Me siguió escaleras arriba, le cedí el paso en el umbral y se quedó mirando las paredes desnudas como si le hubiera encargando la decoración. Le pregunté si quería una taza de café, respondió que mejor una cerveza. No bebo alcohol, lo siento. Café entonces, qué le vamos a hacer, dijo, encogiéndose de hombros. Mientras esperaba que la cafetera hiciera su trabajo, me acompañó hasta la cocina y se apoyó contra el marco de la puerta.
-Subiste los peldaños como un elefante al muere. ¿Tuviste otra agarrada?
-No. Una novia, que es un poco bruta.
-Pero dile que afloje, che, porque estás hecho pomada.
Serví el café, fuimos al salón y se bebió la taza en dos tragos, casi hirviendo, sin leche ni azúcar. Pegó una calada más, soltó una bocanada de humo y ahogó el cigarrillo en la taza.
-Perdoná -dijo al fin- Me quema la cabeza lo de mi tío.
-Es lógico, pero no tienes de qué preocuparte, créeme. No volverán a tocarle un pelo.
-Andá, andá, no me cuentes milongas.
-Ya está todo arreglado, en serio. Me he ocupado personalmente.

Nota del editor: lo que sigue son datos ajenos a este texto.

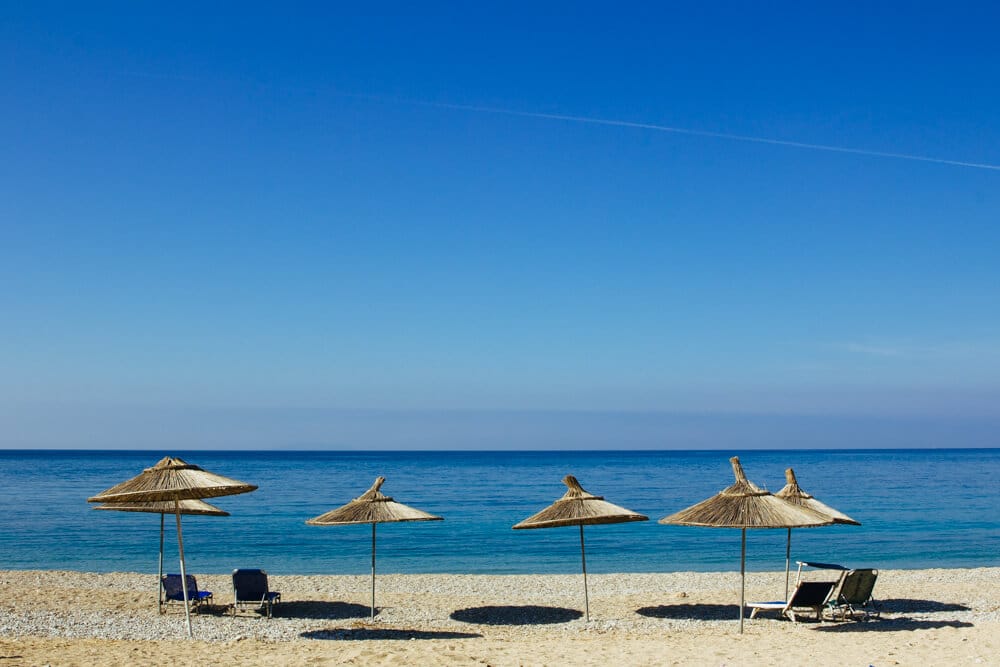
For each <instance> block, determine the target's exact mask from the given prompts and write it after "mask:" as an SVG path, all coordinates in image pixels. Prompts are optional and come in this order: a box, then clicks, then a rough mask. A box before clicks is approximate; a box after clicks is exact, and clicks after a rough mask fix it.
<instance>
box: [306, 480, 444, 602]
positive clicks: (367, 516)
mask: <svg viewBox="0 0 1000 667" xmlns="http://www.w3.org/2000/svg"><path fill="white" fill-rule="evenodd" d="M384 483H385V477H381V476H380V477H378V478H376V479H375V483H374V484H372V486H371V488H370V489H368V490H367V491H365V492H364V493H363V494H361V495H360V496H358V497H357V498H355V499H354V500H352V501H351V502H349V503H347V504H346V505H343V506H341V507H338V508H336V509H333V510H330V511H329V512H327V513H326V514H320V515H319V516H317V517H314V518H312V519H309V520H308V521H306V523H307V524H308V525H310V526H348V525H352V524H359V523H370V524H371V525H372V607H371V620H372V621H374V620H375V526H376V524H380V523H399V522H402V521H443V520H444V517H440V516H435V515H433V514H428V513H427V512H424V511H423V510H418V509H416V508H414V507H410V506H409V505H404V504H403V503H399V502H396V501H395V500H393V499H392V498H391V497H389V496H387V495H385V494H384V493H382V492H381V491H379V489H380V488H381V487H382V485H383V484H384Z"/></svg>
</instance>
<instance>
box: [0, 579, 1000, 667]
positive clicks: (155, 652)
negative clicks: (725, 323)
mask: <svg viewBox="0 0 1000 667" xmlns="http://www.w3.org/2000/svg"><path fill="white" fill-rule="evenodd" d="M196 574H197V573H196ZM793 576H794V575H793ZM783 577H784V573H777V572H770V573H750V574H748V577H747V599H748V600H760V599H774V598H775V597H780V594H781V592H782V591H783V587H784V583H783ZM198 581H199V586H200V587H201V588H203V589H209V590H212V591H213V592H214V593H215V602H216V605H215V606H213V607H211V608H209V609H208V610H206V611H205V612H203V613H200V614H196V615H194V616H193V625H194V633H195V639H194V640H189V639H187V638H186V636H185V628H184V614H183V610H182V609H181V608H180V607H174V608H172V609H170V610H169V612H168V613H167V614H164V615H160V614H159V613H158V612H157V609H156V601H155V596H156V593H155V590H156V589H155V588H154V586H153V584H154V583H155V576H153V575H148V574H137V573H113V574H92V573H80V572H64V571H5V572H2V573H0V582H2V588H3V594H2V596H0V664H2V665H20V664H23V665H100V664H129V665H158V664H164V665H165V664H171V665H204V664H206V661H208V662H209V663H215V664H231V665H275V664H278V665H285V664H287V665H307V664H316V665H319V664H347V665H463V664H478V665H554V664H580V665H590V664H593V665H619V664H621V665H626V664H627V665H771V664H776V665H782V664H783V665H801V664H818V665H826V664H829V665H833V664H836V665H875V666H880V665H921V664H922V665H932V664H946V663H947V664H963V665H965V664H1000V644H998V639H997V635H998V631H1000V592H998V583H1000V568H979V569H956V570H943V569H932V570H884V571H882V572H881V574H880V577H879V581H878V584H877V586H876V589H875V592H876V597H877V598H878V599H879V600H880V601H881V603H882V610H883V611H882V618H881V619H879V620H872V621H868V622H858V621H846V622H841V621H837V622H834V621H830V620H826V621H823V622H820V623H817V622H803V623H791V622H788V621H779V620H775V618H774V617H773V616H767V617H763V616H761V617H758V618H756V619H753V620H748V621H747V623H746V631H745V634H743V635H742V636H740V635H739V634H738V625H737V621H736V620H735V618H736V612H737V607H736V600H737V595H738V583H739V577H738V574H735V573H683V572H681V573H664V574H605V575H592V576H591V578H590V599H591V621H590V622H589V623H587V622H585V621H584V620H583V618H582V613H581V611H580V610H581V608H582V588H581V586H582V582H581V578H580V576H578V575H577V576H573V575H532V576H492V575H440V574H435V575H391V574H390V575H385V576H383V577H380V578H379V580H378V589H379V592H378V596H379V597H378V601H379V613H378V615H377V616H376V622H375V623H370V622H369V620H368V613H369V612H368V606H367V600H368V597H367V596H368V595H369V585H370V584H369V579H368V578H367V577H365V576H273V577H272V578H271V581H272V586H271V588H272V589H274V590H279V591H280V592H281V593H282V596H283V602H282V604H281V605H280V606H279V607H278V608H277V611H276V614H275V617H274V618H272V619H267V618H262V617H260V616H259V615H257V614H256V613H253V612H244V613H241V614H239V615H237V616H236V617H235V618H234V617H232V616H230V615H229V613H228V603H229V602H230V601H231V600H232V593H231V590H230V588H231V582H230V579H229V577H228V576H226V575H198ZM776 593H777V594H778V595H775V594H776Z"/></svg>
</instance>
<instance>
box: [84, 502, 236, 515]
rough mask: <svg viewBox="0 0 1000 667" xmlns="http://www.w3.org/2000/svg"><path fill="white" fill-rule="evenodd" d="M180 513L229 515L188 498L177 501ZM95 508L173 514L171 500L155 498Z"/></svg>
mask: <svg viewBox="0 0 1000 667" xmlns="http://www.w3.org/2000/svg"><path fill="white" fill-rule="evenodd" d="M179 504H180V511H181V514H185V515H189V516H229V512H227V511H225V510H221V509H219V508H218V507H216V506H215V505H210V504H209V503H206V502H205V501H204V500H198V499H196V498H188V499H187V500H181V501H179ZM94 509H95V510H114V511H116V512H148V513H150V514H174V513H175V508H174V503H173V501H169V500H156V501H152V502H145V503H140V502H124V503H107V504H105V505H98V506H97V507H95V508H94Z"/></svg>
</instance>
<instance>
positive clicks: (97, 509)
mask: <svg viewBox="0 0 1000 667" xmlns="http://www.w3.org/2000/svg"><path fill="white" fill-rule="evenodd" d="M180 506H181V514H185V515H188V516H229V512H227V511H225V510H220V509H219V508H218V507H216V506H215V505H210V504H208V503H206V502H205V501H204V500H196V499H194V498H192V499H189V500H182V501H180ZM94 509H95V510H114V511H116V512H145V513H148V514H159V515H160V558H159V560H158V561H157V569H156V590H157V591H158V593H157V599H156V602H157V606H158V607H160V608H161V609H162V607H163V587H162V586H160V580H161V579H163V524H164V516H165V515H167V514H173V513H174V504H173V503H171V502H168V501H165V500H157V501H153V502H146V503H140V502H133V503H108V504H106V505H98V506H97V507H95V508H94Z"/></svg>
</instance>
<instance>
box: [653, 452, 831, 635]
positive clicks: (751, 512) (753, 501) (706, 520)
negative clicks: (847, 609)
mask: <svg viewBox="0 0 1000 667" xmlns="http://www.w3.org/2000/svg"><path fill="white" fill-rule="evenodd" d="M729 463H731V464H732V466H733V475H734V476H735V477H736V482H735V483H733V484H732V486H729V487H726V488H725V489H723V490H722V491H720V492H719V493H717V494H716V495H714V496H712V497H711V498H709V499H708V500H703V501H702V502H700V503H698V504H696V505H692V506H691V507H688V508H687V509H684V510H681V511H680V512H677V513H676V514H671V515H670V516H668V517H664V518H662V519H660V523H666V524H675V525H681V526H705V527H708V528H739V529H740V634H743V611H744V609H743V602H744V595H745V593H746V550H747V529H748V528H788V529H791V528H804V527H809V526H825V525H829V524H831V523H833V520H832V519H830V518H828V517H827V516H825V515H823V514H819V513H818V512H814V511H813V510H811V509H808V508H806V507H802V506H799V505H794V504H792V503H790V502H788V501H785V500H782V499H781V498H776V497H775V496H773V495H771V494H770V493H769V492H768V491H764V490H763V489H761V488H759V487H758V486H757V485H756V484H754V483H753V482H751V481H750V480H748V479H747V477H746V475H745V474H743V466H741V465H740V460H739V458H738V457H736V456H734V457H732V458H731V459H729ZM789 539H791V531H790V530H789Z"/></svg>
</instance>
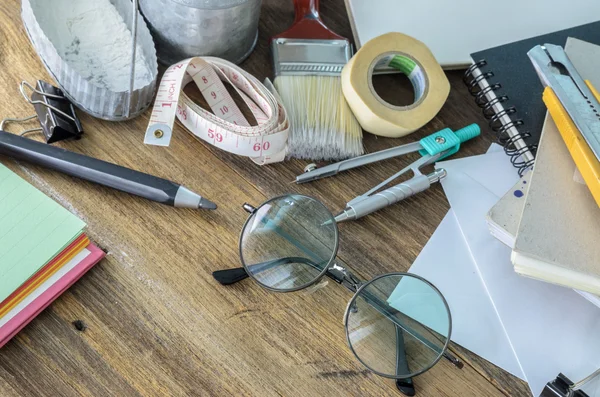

-Te conozco, mascarita. Contame cómo es tu novia, a ver si me como ese verso.
-Bueno, no es exactamente una novia. Aquí decimos un ligue. Una mujer mayor, de mi edad. Nos vemos de vez en cuando.
-A la gaucha os veis, está cantado. Una mina no dejaría pasar esas rajaduras ni en pedo -Liliana señalaba las cortinas desarrapadas-. Vivís solo, no hace falta que lo jurés. Pero tampoco sos tan viejo.
-Díselo a mi urólogo. ¿Tú tienes novio?
-Novio -Se echó a reír-. Un ligue, como vos. De tu edad, más o menos.
-¿Y qué piensan tus padres?
-Mis padres, dice el pibe. Primero el ligue y ahora mis viejos. ¿Qué pasó? ¿Te apretó el calor la calabaza? ¿Vos pensás que vine acá a acostarme contigo?
No sé por qué se puso tan furiosa. De repente se levantó y se largó dando un portazo. En cierto modo, era una suerte porque, de seguir conversando con ella, iba a necesitar subtítulos. Hablaba más cerrado aún que Belgrano. Me pegué una ducha, me vestí de persona y fui a buscar a Amadeo.